Manilow wollte die Hand unseres Helden gar nicht loslassen und fuhr fort, sie so warm zu drücken, daß dieser nicht mehr wußte, wie er sie losbekommen könnte. Endlich zog er sie sachte heraus und sagte, es wäre gut, den Kaufvertrag möglichst bald fertigzustellen, und es wäre zweckmäßig, wenn er, Manilow, selbst dazu nach der Stadt käme. Dann nahm er seinen Hut und begann sich zu empfehlen.

»Wie? Sie wollen schon fort?« sagte Manilow, der auf einmal zu sich kam und beinah erschrak. In diesem Augenblicke trat Frau Manilowa in das Arbeitszimmer.

»Lisanka«, sagte Manilow mit etwas kläglicher Miene, »Pawel Iwanowitsch verläßt uns!«

»Wir sind ihm gewiß langweilig geworden«, antwortete Frau Manilowa.

»Gnädige Frau! Hier«, sagte Tschitschikow, »sehen Sie, hier« – er legte die Hand aufs Herz –, »ja hier wird allezeit die Erinnerung an die angenehme Zeit leben, die ich mit Ihnen verlebt habe! Und glauben Sie mir: es würde für mich keine größere Seligkeit geben, als mit Ihnen zusammen zu leben, wenn nicht in demselben Hause, so doch wenigstens in nächster Nähe!«

»Und wissen Sie, Pawel Iwanowitsch«, sagte Manilow, dem dieser Gedanke sehr gefiel, »wie schön würde es in der Tat sein, wenn wir so zusammen lebten und unter einem Dache oder im Schatten einer Ulme über irgend etwas philosophierten und uns in unsere Gedanken vertieften! …«

»Oh, das wäre ein paradiesisches Leben!« rief Tschitschikow mit einem Seufzer. »Leben Sie wohl, gnädige Frau!« fuhr er fort und trat zu ihr, um ihr die Hand zu küssen. »Leben Sie wohl, hochverehrter Freund!

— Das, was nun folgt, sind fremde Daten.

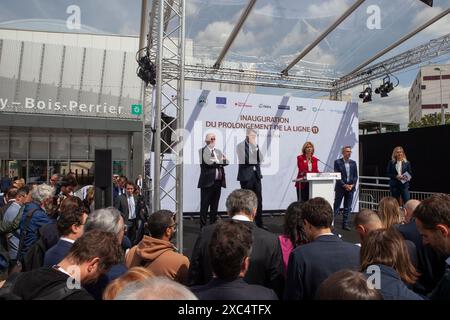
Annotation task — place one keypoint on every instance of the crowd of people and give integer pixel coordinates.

Vergessen Sie meine Bitte nicht!«

»Oh, seien Sie ganz sicher!« antwortete Manilow. »Ich trenne mich von Ihnen nicht länger als auf zwei Tage.«

Alle gingen in das Eßzimmer.

»Lebt wohl, ihr lieben Kleinen!« sagte Tschitschikow, als er Alkid und Themistoklus erblickte, die mit einem hölzernen Husaren spielten, der keine Arme und keine Nase mehr hatte. »Lebt wohl, meine Jüngelchen! Ihr seid mir doch nicht böse, daß ich euch nichts mitgebracht habe, da ich, offen gestanden, nicht einmal wußte, daß ihr auf der Welt wart; aber wenn ich jetzt einmal wiederkomme, werde ich euch ganz bestimmt etwas mitbringen. Dir werde ich einen Säbel mitbringen. Möchtest du einen Säbel haben?«

»Ja«, antwortete Themistoklus.

»Und dir eine Trommel; nicht wahr, dir eine Trommel«, fuhr Tschitschikow fort, sich zu Alkid hinabbeugend.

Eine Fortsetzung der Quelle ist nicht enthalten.